Please keep in mind that APUs are slightly more powerful than a normal CPU, but they are no match to the combined power of a CPU and a dedicated graphics card. If you are dealing with tasks that require more graphical power, then you’ll have to go for a powerful graphics card.

APU would be a better choice only if you don’t want to spend your budget on buying a dedicated graphics card because you won’t be dealing with an intense graphical workload.

Going after a laptop that comes with an APU would save you a lot of battery life. If you frequently travel and need a laptop that can last for a day without charging, then consider the one that has an APU on it.

APUs on a laptop consume less power as compared to laptops that have a separate graphics chip on them.

2- When You Should Go With CPU and Dedicated Graphics Card?

Obviously, you should build a system around a powerful CPU and graphics card when you are dealing with professional content creation or AAA gaming. For example, if you are a professional video editor, you’ll need a faster CPU for video editing and a powerful graphics card.

Unlike an APU that has a limited number of cores, a dedicated CPU has a higher number of cores for processing images and videos. Also, a GPU has billions of transistors as compared to an APU, this makes a GPU faster in carrying out the toughest of graphical tasks.

So if you do not care about budget and all you need is a solid performance, then I recommend you with a separate CPU along with a decent graphics card.

However, keep in mind that going with a separate CPU and graphics card would need you to have a higher wattage power supply on your system. Performance-based CPUs come with higher TDP and can consume as far as 95W or 105W of power under peak load.
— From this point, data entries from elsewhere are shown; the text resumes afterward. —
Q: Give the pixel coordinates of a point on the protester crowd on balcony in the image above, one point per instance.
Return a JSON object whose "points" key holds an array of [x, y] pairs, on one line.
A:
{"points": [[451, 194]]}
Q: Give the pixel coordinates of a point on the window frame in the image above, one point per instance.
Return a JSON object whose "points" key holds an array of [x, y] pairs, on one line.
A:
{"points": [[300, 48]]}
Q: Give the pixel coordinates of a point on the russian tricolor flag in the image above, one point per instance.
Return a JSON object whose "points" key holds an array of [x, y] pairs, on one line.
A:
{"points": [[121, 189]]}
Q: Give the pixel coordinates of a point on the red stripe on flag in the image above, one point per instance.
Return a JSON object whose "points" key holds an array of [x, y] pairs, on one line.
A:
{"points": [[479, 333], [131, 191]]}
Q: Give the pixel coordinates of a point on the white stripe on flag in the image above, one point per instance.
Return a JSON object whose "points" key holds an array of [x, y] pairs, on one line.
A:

But there are processors that consume low power while delivering the maximum performance juice when paired with a good graphics card.


Personally, I prefer a CPU + Dedicated GPU setup over an APU setup. I play a lot of AAA games and also do a lot of content creation, so raw power is all I need. The type of performance that I require cannot come alone from an APU. No matter if it’s a Ryzen 7000 APU or Intel’s Core i9 13th generation processor.

APUs are a good-to-go option if you have a certain budget cap or if you are not dealing with heavy graphical rendering tasks. Also, the presence of an APU on a notebook or laptop would add some extra hours to the battery life.

A single APU is cheaper as compared to a separate CPU + dedicated graphics card. But it cannot outperform the combined power of a CPU and discrete graphics card. Again, it’s up to you which one to choose as per your need and budget.


How much RAM do you need for an APU?

For an APU to work properly, you should have at least 2GB to 4GB RAM on your computer. But for higher performance and to stay on the safe side, I’ll recommend going with at least 16GB or a higher number.

The more workload you’ll throw on your system, the more memory you will need to allocate. Most APUs allow you to automatically or manually allocate the portion of your RAM for better performance.

Can I use an APU along with a discrete GPU?

Yes, you can pair an APU with a dedicated graphics card for better performance. You can also disable the iGPU option in your BIOS to notify the system to only use the discrete video memory.

However, I do not recommend this as the system automatically switches between an iGPU and a dedicated graphics card with respect to the type of workload. And if you have an APU and dedicated graphics card on a laptop, this would help in extending the battery life of your machine.

Can you use an APU as a CPU?

Your APU is automatically running as a CPU where needed. You should do nothing to make it work as a CPU. Yes, you can disable the iGPU part of your APU to make it work like a CPU only.

In order to disable the iGPU, go to your “Device Manager” and look for “Display Adapter“. Now select the iGPU, right-click on it, and then “Disable” it.

Is an APU good for gaming?

It depends upon the type of games that you are playing. I have tested some 15 years old game titles on Ryzen 7 5700G APU at 720p settings, and all of those were playable without any lags. Some less GPU-intensive games can also be played at 1080p settings on an APU.